Assuming we code our batch job as an endless loop with a pause between runs, when each cycle starts we should execute the following statement:
UPDATE job_status SET running_at=<NODE_IP_OR_ADDRESS>, last_run=<CURRENT_DATETIME>, next_run=<CALCULATED_DATETIME_NEXT_RUN> WHERE job_id=<JOB_IDENTIFICATION> AND ( (running_at IS NULL AND next_run <= <CURRENT_DATETTIME>) OR (running_at IS NOT NULL AND last_run_started <= <CALCULATED_TIMEOUT>) )
- <NODE_IP_OR_ADDRESS>: Identification of the node in the farm where the job is running
- <CURRENT_DATETIME>: Current system date and time
- <CALCULATED_DATETIME_NEXT_RUN>: The date and time when the job should run again assuming this run finishes correctly.
- <JOB_IDENTIFICATION>: A string that uniquely indentifies the job
- <CALCULATED_TIMEOUT>: A calculated date and time (usually the current system time minus a pre-defined value) upon which the job is considered “dead” and should be picked up by another node.

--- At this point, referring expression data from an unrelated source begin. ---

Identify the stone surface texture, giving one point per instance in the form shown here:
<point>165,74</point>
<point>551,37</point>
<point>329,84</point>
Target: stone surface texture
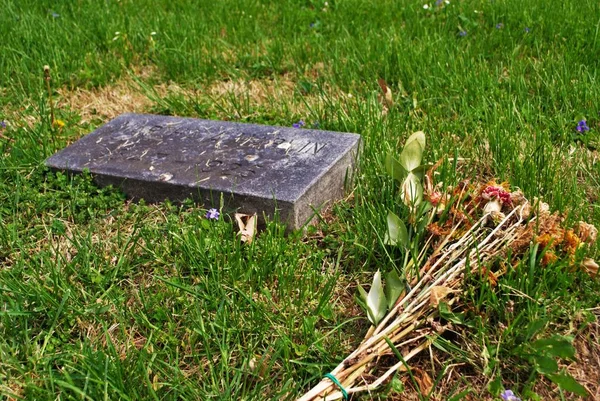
<point>253,168</point>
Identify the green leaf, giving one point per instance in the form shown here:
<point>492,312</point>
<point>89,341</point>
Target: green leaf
<point>557,346</point>
<point>397,233</point>
<point>363,294</point>
<point>393,288</point>
<point>394,168</point>
<point>534,327</point>
<point>545,364</point>
<point>495,386</point>
<point>566,382</point>
<point>411,155</point>
<point>412,190</point>
<point>376,302</point>
<point>418,136</point>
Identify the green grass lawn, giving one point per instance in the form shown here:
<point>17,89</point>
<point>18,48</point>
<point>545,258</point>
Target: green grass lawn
<point>105,299</point>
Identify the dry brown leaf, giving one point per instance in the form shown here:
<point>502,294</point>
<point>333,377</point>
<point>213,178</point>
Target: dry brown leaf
<point>438,293</point>
<point>247,226</point>
<point>388,99</point>
<point>423,380</point>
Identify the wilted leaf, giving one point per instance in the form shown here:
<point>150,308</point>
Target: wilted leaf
<point>247,226</point>
<point>411,155</point>
<point>376,302</point>
<point>393,287</point>
<point>567,382</point>
<point>394,168</point>
<point>412,190</point>
<point>438,293</point>
<point>397,233</point>
<point>423,380</point>
<point>388,99</point>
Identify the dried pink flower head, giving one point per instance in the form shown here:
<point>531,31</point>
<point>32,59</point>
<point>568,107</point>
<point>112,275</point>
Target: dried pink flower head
<point>496,192</point>
<point>587,232</point>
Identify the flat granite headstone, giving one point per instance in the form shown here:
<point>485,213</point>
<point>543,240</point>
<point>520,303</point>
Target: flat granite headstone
<point>256,168</point>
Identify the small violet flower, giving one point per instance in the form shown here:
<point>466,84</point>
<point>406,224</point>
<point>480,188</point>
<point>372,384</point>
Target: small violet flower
<point>508,395</point>
<point>212,214</point>
<point>299,124</point>
<point>582,126</point>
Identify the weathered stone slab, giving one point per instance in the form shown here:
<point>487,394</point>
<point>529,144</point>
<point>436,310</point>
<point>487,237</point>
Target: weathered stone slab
<point>255,168</point>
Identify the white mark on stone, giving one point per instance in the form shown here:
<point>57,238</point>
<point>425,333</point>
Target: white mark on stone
<point>165,177</point>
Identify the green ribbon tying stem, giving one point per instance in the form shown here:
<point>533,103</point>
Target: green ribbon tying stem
<point>337,383</point>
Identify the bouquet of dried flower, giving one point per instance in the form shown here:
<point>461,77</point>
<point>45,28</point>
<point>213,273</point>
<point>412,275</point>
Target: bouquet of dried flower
<point>468,228</point>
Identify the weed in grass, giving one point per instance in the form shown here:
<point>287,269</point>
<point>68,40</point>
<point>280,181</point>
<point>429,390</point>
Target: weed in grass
<point>100,298</point>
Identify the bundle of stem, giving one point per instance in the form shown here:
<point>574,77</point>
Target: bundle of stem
<point>406,324</point>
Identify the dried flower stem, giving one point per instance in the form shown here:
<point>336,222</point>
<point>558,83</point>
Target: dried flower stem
<point>49,89</point>
<point>448,264</point>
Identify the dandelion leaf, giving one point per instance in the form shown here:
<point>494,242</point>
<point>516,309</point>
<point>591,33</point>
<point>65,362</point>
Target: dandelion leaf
<point>376,301</point>
<point>397,233</point>
<point>394,168</point>
<point>393,287</point>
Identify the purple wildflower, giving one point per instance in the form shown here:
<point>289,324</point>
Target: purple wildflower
<point>582,126</point>
<point>299,124</point>
<point>212,214</point>
<point>508,395</point>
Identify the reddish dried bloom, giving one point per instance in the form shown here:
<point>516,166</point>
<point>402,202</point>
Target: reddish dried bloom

In most relational DBMS you get the number of updated rows for each UPDATE command as a result of the UPDATE itself (or you can embed a second query in the same database transaction that returns it). If the number of updated rows was 1, the executing node should go ahead and execute the job now, if the number was 0 it should go back to sleep until the next iteration.
The UPDATE “locks” the job (setting the running_at field to the executing node address) only if the job was due to be executed and no other node had started it, or if the job was in fact being executed by another node, but so long ago it was considered timed out. Combine this with the ACID guarantees of a RDBMS and we got ourselves a multi-node semaphore.
To wrap things up, if the current node actually got to execute the job, it should finish the iteration by releasing the lock with:
UPDATE job_status SET running_at=NULL WHERE job_id=<JOB_IDENTIFICATION>
Nice, isn’t it? No messy RPC, no fancy transaction manager and our app has scheduled jobs with farm support.